Moro deixou o governo em 2020, acusando o mandatário de tentar interferir na Polícia Federal.

O presidente repetiu ainda o relato de que Moro teria condicionado uma troca no comando da Polícia Federal, como queria Bolsonaro, à sua indicação para uma vaga de ministro do STF. O ex-ministro nega.

"Ele aceitava mandar embora o [então] diretor-geral [da Polícia Federal Maurício Valeixo] só em setembro, quando eu o indicasse para o Supremo. Que petulância, que petulância", disse Bolsonaro.

O presidente sugeriu ainda que Moro não tem compromisso com pautas conservadoras como o armamento da população e a oposição ao aborto.

"Nada aparece ali. 'Não, que nós temos que combater milicianos, não sei o quê. Corrupção... Ele ficou um ano e quatro meses comigo, o que eu fiz no tocante à corrupção? Quem tirou o Lula da cadeia não fui eu, foi o Supremo Tribunal Federal", disse Bolsonaro.

Moro abandonou a 13ª Vara de Curitiba para assumir o Ministério da Justiça de Bolsonaro, logo após o segundo turno das eleições de 2018, com a promessa de que teria carta-branca na pasta.

Depois de deixar a Esplanada, o principal revés do ex-juiz ocorreu em junho deste ano, quando o STF o declarou parcial no julgamento do ex-presidente Luiz Inácio Lula da Silva (PT) no caso do tríplex.

De acordo com o mais recente Datafolha, Moro aparece com 9% das intenções de voto no primeiro turno –ainda distante de Lula (48%) e Bolsonaro (22%), que têm polarizado a disputa.

Enquanto juiz da Lava Jato, Moro condenou Lula no caso do tríplex do Guarujá.

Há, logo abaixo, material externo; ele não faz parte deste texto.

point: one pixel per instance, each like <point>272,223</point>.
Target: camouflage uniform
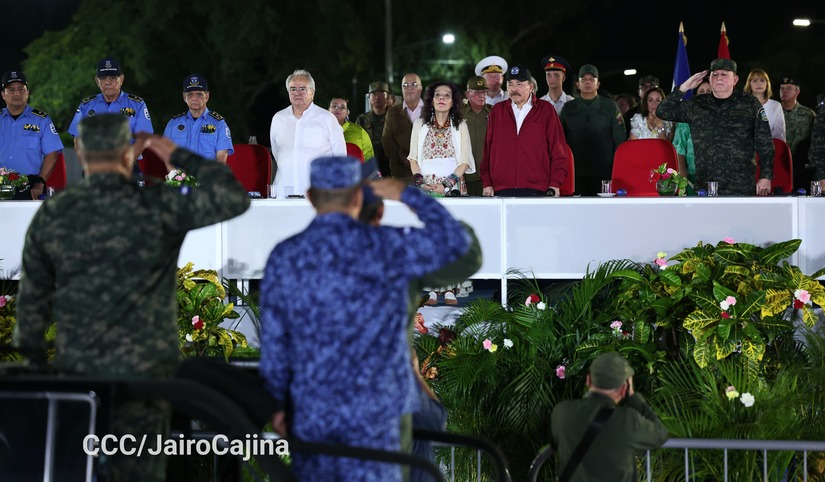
<point>100,259</point>
<point>725,133</point>
<point>374,125</point>
<point>477,125</point>
<point>338,348</point>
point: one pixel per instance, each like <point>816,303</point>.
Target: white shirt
<point>521,113</point>
<point>776,118</point>
<point>502,96</point>
<point>413,114</point>
<point>297,142</point>
<point>558,104</point>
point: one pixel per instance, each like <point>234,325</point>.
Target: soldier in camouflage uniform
<point>337,349</point>
<point>798,122</point>
<point>100,259</point>
<point>726,126</point>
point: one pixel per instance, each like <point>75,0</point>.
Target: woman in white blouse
<point>440,151</point>
<point>645,124</point>
<point>759,85</point>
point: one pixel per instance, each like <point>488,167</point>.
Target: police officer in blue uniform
<point>29,143</point>
<point>199,129</point>
<point>112,99</point>
<point>337,348</point>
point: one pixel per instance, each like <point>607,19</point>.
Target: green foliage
<point>201,310</point>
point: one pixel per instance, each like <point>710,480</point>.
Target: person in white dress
<point>759,85</point>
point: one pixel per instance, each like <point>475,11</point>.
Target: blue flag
<point>681,70</point>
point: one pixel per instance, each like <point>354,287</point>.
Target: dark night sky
<point>626,34</point>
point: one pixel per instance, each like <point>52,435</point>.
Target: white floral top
<point>640,129</point>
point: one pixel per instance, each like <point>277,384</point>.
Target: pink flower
<point>560,371</point>
<point>197,323</point>
<point>803,296</point>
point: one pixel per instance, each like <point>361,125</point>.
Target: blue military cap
<point>108,67</point>
<point>194,82</point>
<point>335,172</point>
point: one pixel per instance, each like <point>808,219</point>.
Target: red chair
<point>57,179</point>
<point>252,166</point>
<point>355,151</point>
<point>569,186</point>
<point>152,167</point>
<point>782,166</point>
<point>634,160</point>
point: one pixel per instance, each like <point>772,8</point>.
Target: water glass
<point>713,188</point>
<point>816,189</point>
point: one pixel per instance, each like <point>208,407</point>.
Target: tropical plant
<point>201,310</point>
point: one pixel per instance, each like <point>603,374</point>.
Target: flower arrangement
<point>178,178</point>
<point>669,181</point>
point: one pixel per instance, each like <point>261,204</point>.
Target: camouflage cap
<point>104,132</point>
<point>723,64</point>
<point>335,172</point>
<point>477,83</point>
<point>609,370</point>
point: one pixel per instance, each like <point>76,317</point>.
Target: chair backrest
<point>355,151</point>
<point>633,161</point>
<point>252,166</point>
<point>152,167</point>
<point>569,186</point>
<point>57,179</point>
<point>782,166</point>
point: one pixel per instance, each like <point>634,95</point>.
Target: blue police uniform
<point>205,135</point>
<point>26,140</point>
<point>334,330</point>
<point>130,106</point>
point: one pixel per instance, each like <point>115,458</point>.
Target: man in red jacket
<point>525,153</point>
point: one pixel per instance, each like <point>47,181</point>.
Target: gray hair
<point>301,73</point>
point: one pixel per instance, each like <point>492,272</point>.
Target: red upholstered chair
<point>569,186</point>
<point>634,160</point>
<point>355,151</point>
<point>782,167</point>
<point>57,179</point>
<point>252,166</point>
<point>152,167</point>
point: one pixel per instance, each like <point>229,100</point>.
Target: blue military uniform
<point>334,324</point>
<point>205,135</point>
<point>26,140</point>
<point>128,105</point>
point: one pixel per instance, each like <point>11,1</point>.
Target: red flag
<point>723,52</point>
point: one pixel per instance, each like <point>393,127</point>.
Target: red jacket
<point>535,158</point>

O ex-presidente ficou preso por 580 dias em Curitiba. Ele foi solto após o STF ter mudado entendimento sobre prisão após segunda instância, determinando que só pode ocorrer após o trânsito em julgado (fim dos recursos).

Em 2021, o STF anulou as condenações proferidas contra Lula pela 13ª Vara Federal da Justiça Federal de Curitiba. Meses depois, em uma dura derrota para o ex-juiz, o Supremo declarou Moro parcial na condução do processo.

Diferentes pontos levantados pela defesa de Lula levaram à decisão dos ministros, como condução coercitiva sem prévia intimação para oitiva, interceptações telefônicas do ex-presidente, parentes e advogados antes de adotadas outras medidas investigativas e divulgação de grampos.

A posse de Moro no governo Bolsonaro e os diálogos entre integrantes da Lava Jato obtidos pelo site The Intercept Brasil também pesaram.

As conversas dos aplicativos de mensagem expuseram a proximidade entre Moro e os procuradores da Lava Jato.

O então juiz indicou testemunha que poderia colaborar nas investigações contra Lula, orientou inclusão de prova contra réu em denúncia do Ministério Público, entre outros elementos explorados pelas defesas dos condenados na Operação Lava Jato.

Moro e os procuradores sempre repetiram que não reconhecem a autenticidade das mensagens, mas que, se verdadeiras, não contêm ilegalidades.